Can popular media aid learning?
Sept. 13, 2010
KALAMAZOO--Can YouTube make you smarter in biology?
Western Michigan University's Dr. John R. Geiser associate professor of biological sciences, has been picked for a yearlong national scholars program to find out if popular media can help students better relate to course subjects. As a 2010 resident in the American Society for Microbiology-National Science Foundation Biology Scholars Program, he and 22 other biology educators from across the country will investigate their theories on student learning and share their results.
Geiser's research topic considers numerous studies that have shown that motivation and relevance can be a strong influence on students. His study will establish whether student outcomes can be improved by providing students with examples of popular media (YouTube videos, Scientific American articles, etc.) that present the content material in such a way as to provide relevance to student lives. The goal is to use non-science or popular literature or media in a pre-lecture environment to allow students an opportunity to see the overall picture related to a specific concept in a context that is simply more interesting for most students.

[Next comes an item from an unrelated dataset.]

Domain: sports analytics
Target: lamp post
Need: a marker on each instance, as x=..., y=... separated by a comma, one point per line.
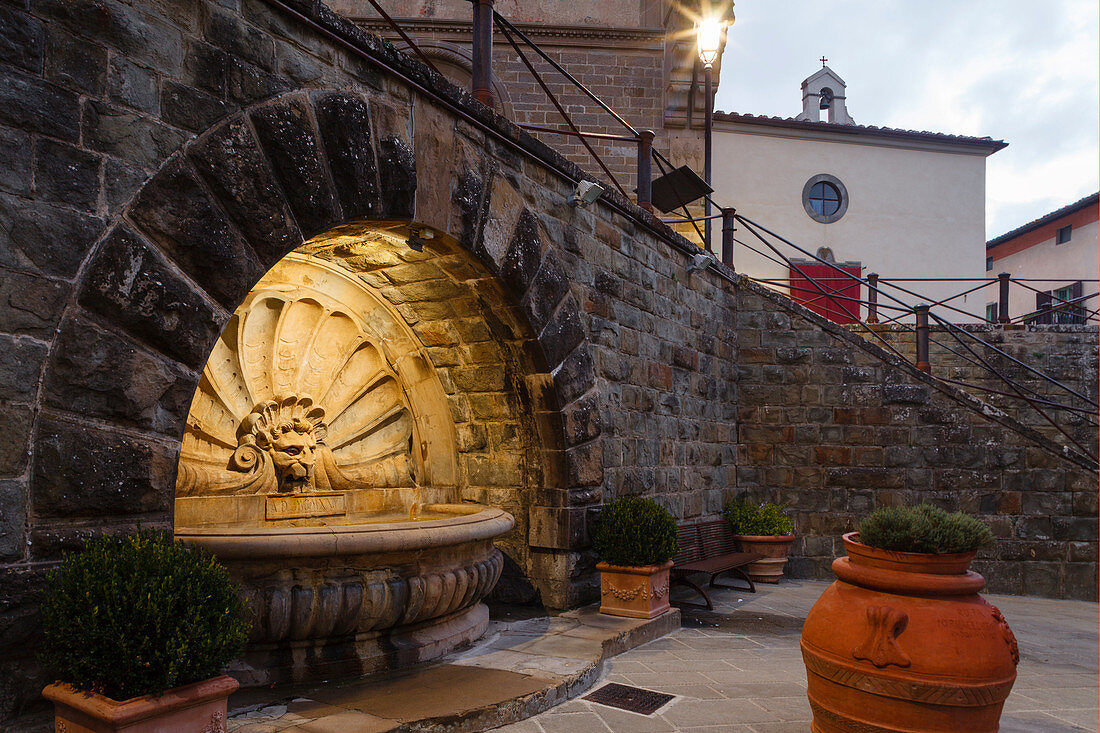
x=710, y=37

In the past, changes to lectures to engage students have been made in an introductory biology lecture course for freshman majors. That has not, however, produced substantial improvement in students test scores or engagement in course content.
A WMU team of biological sciences and chemistry faculty and science educators from WMU's Mallinson Institute for Science Education, Office of Faculty Development and University Libraries collaborated to discuss possible options for improving student motivation and performance. Geiser's study is an offshoot of one of those team discussions. He will conduct his research at WMU and present his findings in May at the national ASM conference. Results will be tracked for five years by the organization.
A WMU faculty member since 1999, Geiser began his WMU career as an assistant professor, and he became associate professor in 2005. From 2003 to the present, he also has been a consultant for AureoGen Biosciences Inc. in Kalamazoo. He earned his doctoral degree in biochemistry from the University of Washington and his bachelor's degree in microbiology from the University of Pittsburgh.